Mr. Dixon was assistant attorney general, office of legal counsel, from 1973 to 1974. He taught political science at the University of Maryland from 1949 to 1956 and was a professor of law at George Washington University from 1956 to 1975. He was Daniel Noyes Kirby Professor of Law at Washington Univeristy in St. Louis, at the time of his death. He taught at the Univeristy of Virginia Law School in Charlottesville as a visiting professor this spring.
Mr. Dixon was brought into the Justice Department by former attorney general Elliott L. Richardson. Among the things he did there was conduct a study of the law of impeachment in view of the possiblity that President Nixon would be tried by the Senate in connection with the Watergate scandal. nHe concluded that if a president tried to withhold evidence in such a trial "a constitutional confrontation of the highest magnitude would ensue."
But much of Mr. Dixon's career was devoted to the law of reapportioning legislative districts. His book, "Democratic Representation: Reapportionment in Law and Politics," won the Woodrow Wilson Foundation Book Award in 1968 and is considered a leading text on that subject.

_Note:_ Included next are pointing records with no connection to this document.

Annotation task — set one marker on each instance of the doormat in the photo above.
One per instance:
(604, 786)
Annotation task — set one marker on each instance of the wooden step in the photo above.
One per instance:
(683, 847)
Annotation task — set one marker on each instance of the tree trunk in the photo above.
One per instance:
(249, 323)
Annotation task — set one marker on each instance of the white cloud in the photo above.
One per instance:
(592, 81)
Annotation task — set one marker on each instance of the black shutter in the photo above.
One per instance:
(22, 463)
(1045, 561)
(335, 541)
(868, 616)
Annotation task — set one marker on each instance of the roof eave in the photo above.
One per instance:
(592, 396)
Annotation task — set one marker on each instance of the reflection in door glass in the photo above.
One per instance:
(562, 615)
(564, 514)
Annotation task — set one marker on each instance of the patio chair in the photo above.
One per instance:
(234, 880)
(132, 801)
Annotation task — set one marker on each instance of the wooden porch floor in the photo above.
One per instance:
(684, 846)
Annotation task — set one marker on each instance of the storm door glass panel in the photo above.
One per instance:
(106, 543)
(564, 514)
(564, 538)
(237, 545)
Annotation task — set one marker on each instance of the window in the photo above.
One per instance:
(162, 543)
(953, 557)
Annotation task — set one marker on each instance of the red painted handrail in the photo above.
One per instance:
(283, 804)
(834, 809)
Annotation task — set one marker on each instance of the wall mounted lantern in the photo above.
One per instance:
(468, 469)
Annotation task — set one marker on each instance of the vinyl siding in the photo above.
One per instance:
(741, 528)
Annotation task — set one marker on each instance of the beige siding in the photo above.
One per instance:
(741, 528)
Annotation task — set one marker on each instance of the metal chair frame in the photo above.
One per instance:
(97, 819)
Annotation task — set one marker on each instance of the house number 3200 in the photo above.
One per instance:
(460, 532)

Mr. Dixon also was an expert in administrative law and a member of the Administrative Conference of the United States.
A native of Canajoharie, N.Y., Mr. Dixon earned bachelor's and doctoral degrees in political science at Syracuse University.He earned his law degree from George Washington University in 1956 and joined the faculty there in the same year. He lived in Rockville before moving to St. Louis.
In the course of his career, Mr. Dixon received fellowships from the Rockfeller and Ford foundations and the National Endowment for the Humanities. He received the George Washington Univeristy alumni Achievement Award in 1978.
Survivors include his wife, Claire, of St. Louis, and three daughters, Mrs. James Ryan of Charlottesville, Mrs. Walter Teagle of New York City, and Laurie Dixon of St. Louis.